Welcome to my first “Motherhood Mondays” post. In an effort to post more consistently, I’m going to start doing a post every Monday on something to do with motherhood. Some will be short, some will be long. Who knows what will strike me on a particular week, since motherhood looks so different from week to week. Am I right?
This week I’ve been feeling a bit overwhelmed at my inability to get ANYthing done. Clare takes about 3 naps a day, and much of that time is used to feed myself or shower/look presentable for the day. Especially if Chris is working on any given day and I don’t have the extra help. (Props to you, single moms!) So that leaves little time for getting anything done. I end up running around trying to clean things up like a crazy person once she goes down to sleep at night. I don’t even remember the last time I read an actual book, or even on my kindle itself. Any reading I do pretty much takes place on my kindle app on my phone. And I read a LOT of articles while nursing too. (As my friends and husband can attest since I’m always texting/emailing them to them) I also have a very sad stack of unread magazines sitting on my desk. Including 5 months worth of People Stylewatch. Yeah, it’s sad. But then again maybe when you are covered in spit up, breast milk and various other things all day long, a style magazine is not your top priority?…hmm. I have my entire childbirth educator certification to work on, and some other projects I want get started on. I want to be more consistent at blogging. I need to get some more prep done for my piano teaching. But there is just NO time. Taking care of a tiny human is a full, full, FULL time job. And this drives my perfectionist, type A personality insane. I want to DO more. I want to be productive.
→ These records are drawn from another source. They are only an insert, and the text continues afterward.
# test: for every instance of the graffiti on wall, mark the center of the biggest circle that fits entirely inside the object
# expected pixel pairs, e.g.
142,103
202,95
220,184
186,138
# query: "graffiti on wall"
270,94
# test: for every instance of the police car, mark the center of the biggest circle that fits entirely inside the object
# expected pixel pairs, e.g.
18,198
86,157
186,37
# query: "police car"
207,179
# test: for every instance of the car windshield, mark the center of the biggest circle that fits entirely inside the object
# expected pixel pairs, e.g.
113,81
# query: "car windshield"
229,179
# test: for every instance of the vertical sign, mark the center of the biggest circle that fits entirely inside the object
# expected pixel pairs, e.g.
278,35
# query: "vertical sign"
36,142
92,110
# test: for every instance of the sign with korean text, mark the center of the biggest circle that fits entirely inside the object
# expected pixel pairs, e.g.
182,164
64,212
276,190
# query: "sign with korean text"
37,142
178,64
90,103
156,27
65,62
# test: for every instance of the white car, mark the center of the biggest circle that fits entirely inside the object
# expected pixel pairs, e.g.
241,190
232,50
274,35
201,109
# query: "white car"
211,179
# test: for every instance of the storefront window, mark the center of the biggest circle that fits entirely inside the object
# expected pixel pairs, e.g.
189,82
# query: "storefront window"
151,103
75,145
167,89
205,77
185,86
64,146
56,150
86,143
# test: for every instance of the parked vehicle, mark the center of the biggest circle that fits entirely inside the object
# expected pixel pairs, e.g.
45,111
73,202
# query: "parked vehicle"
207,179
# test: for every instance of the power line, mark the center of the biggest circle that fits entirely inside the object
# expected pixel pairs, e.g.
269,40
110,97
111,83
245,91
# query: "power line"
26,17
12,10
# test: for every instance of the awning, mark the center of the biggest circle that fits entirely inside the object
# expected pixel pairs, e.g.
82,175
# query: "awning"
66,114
But I’m trying really hard to let go of that. Because in this season of my life, Clare’s needs are the top priority, and focusing on the little things as she grows is what I really need and want most of my energy to go into. Her wonder of watching the trees outside. Her eyes as they follow my puffy cat’s swishing tail. Her smile when she sees me come into the room. The way her little fuzzy hair sticks out in the back after we’ve been laying on the bed. Her eyes changing color. The way she kicks her little chubby legs and scratches the floor when she’s trying so hard to crawl, but just can’t quite do it yet. The little grunty sound she makes when she wants to nurse. These are the things that are important in this season. Sometimes in the frustration and rush of the day to day, I forget that. I’ll leave you with one of my favorite songs “It won’t be like this for long” by Darius Rucker. Because, truly, it won’t be like this for long.